My relationship with Spotify has changed over the years. I’ve had my account for 11 years and I’ve listened to over a million minutes of music. I’ve made playlists for 1,000s of people, discovered artists and whole genres and generally loved Spotify - and been an evangelist for it.

Sadly, Spotify has completed its cycle of enshitttification and I’m going to leave. First it was the terrible amounts they pay artists and most recently it’s the “ghost artists” controversy. I’ve been directly exposed to this second one personally.

In 2019 I made a playlist called “Songs for Dogs to Sleep To” - for my dog Alfie. It got a few hundred followers, then a few thousand and it peaked at 9,000 followers. 9,000 dogs would be treated, daily, to soothing music I selected.

Then, without warning, my playlist was hard-deleted by Spotify for “copyright infringement”. Several pleas to help and support yielded nothing. It was gone. Shortly replaced by Spotify’s own Songs for Dogs playlist.

For new music discovery Spotify is still great - but I can do that with Soundcloud. For playing the “old favourites” - albums and artists I come back to again and again - I need my own streaming service. Join me on this adventure…

Step 1: getting the media

I have a lot of vinyl, but that’s harder to digitise. In the attic there’s maybe 500 to 700 CD albums, so - while returning the Christmas tree to its resting place for the next 11 months - I retrieved many boxes and flight cases of CDs.

flight cae of CDs

I have a few computers but my more recent ones don’t have an optical drive. Enter the HP Elitedesk! This bad boy has a DVD-RAM which can read CDs at 8x normal speed if needed. I installed EAC for Windows, and tweaked some settings: 1) auto-lookup the track info from a DB, 2) name the tracks %artist% %tracknum% %tracktitle% (in case I want to manipulate them later, and 3) eject when done with a beep.

You would think that feeding hundreds and hundreds of CDs into a computer was a huge chore, but it really wasn’t that bad. If I was working in the office and the machine finished, I would swap CD and if I happen to be walking past the office, I could pop in and swap a CD. CD swapping has been the theme of Christmas 2024.
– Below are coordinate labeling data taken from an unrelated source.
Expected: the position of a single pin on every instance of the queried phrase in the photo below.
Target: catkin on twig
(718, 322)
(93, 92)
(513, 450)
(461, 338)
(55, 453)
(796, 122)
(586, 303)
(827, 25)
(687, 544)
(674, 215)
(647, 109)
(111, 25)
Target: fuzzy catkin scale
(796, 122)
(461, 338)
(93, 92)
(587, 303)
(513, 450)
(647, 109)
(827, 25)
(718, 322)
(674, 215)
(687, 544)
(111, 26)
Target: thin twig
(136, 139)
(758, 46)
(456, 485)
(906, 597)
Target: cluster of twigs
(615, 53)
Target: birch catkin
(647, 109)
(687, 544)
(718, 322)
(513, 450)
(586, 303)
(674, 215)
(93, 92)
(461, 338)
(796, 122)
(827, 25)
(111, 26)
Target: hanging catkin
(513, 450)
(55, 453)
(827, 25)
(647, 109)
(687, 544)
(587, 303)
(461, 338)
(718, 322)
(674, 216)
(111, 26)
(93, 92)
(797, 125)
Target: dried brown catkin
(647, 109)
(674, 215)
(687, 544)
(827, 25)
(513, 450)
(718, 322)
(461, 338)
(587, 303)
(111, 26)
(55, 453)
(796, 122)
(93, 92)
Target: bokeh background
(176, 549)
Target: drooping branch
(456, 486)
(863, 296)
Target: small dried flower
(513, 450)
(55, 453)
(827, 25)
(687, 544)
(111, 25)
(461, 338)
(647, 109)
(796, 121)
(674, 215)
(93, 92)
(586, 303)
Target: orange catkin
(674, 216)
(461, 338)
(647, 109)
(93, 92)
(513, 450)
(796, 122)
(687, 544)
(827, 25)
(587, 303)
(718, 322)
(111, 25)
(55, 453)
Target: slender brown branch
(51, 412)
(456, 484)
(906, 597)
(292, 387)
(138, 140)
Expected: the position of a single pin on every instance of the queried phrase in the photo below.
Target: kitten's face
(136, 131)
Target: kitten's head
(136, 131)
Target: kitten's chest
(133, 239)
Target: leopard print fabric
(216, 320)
I extracted the audio as WAV, uncompressed - the full 1:1 digital copy of the disc data. I figured this would allow me to do more accurate compression later if I needed to.

Big problem 1: Spotify is ubiquitous.

This is big-tech hegemony that we have allowed. I have Spotify in my car. I have Spotify in my kitchen on an Amazon speaker thing. I have Spotify in my living room on a Sonos system. How can I get my own DIY streaming system to work like this, with all my devices? This is a problem we need to solve. Later…

Step 2: reliable storage

Storage is cheap. It used to be expensive to store data - but nowadays - storing terabytes (or even petabytes) is pretty cheap. My entire CD collection comes to about 250Gb uncompressed. My basic Dropbox plan includes 1Tb of storage: this should be easy.

There’s a backup strategy called 3,2,1: Three copies of the data are made, the copies are stored on two different types of storage media and one copy of the data is sent offsite.

Three: SSD, HD and Cloud

Two: HD and Cloud

One: Cloud

So, I need to store the files on my SSD and also back them up to HD. Easy. And somehow copy them reliably to a cloud hosting service. Dropbox? I have an Amazon web services account, maybe S3?

I tried a few things: rsync, rclone, Dropbox CLI, which were all tricky to get working in the exact way I wanted. Amazon S3’s permissions structure is really cumbersome to set up. I ended up with a much-less advanced solution: drag the WAV folder to Dropbox in the browser, wait 8 hours, and it was done.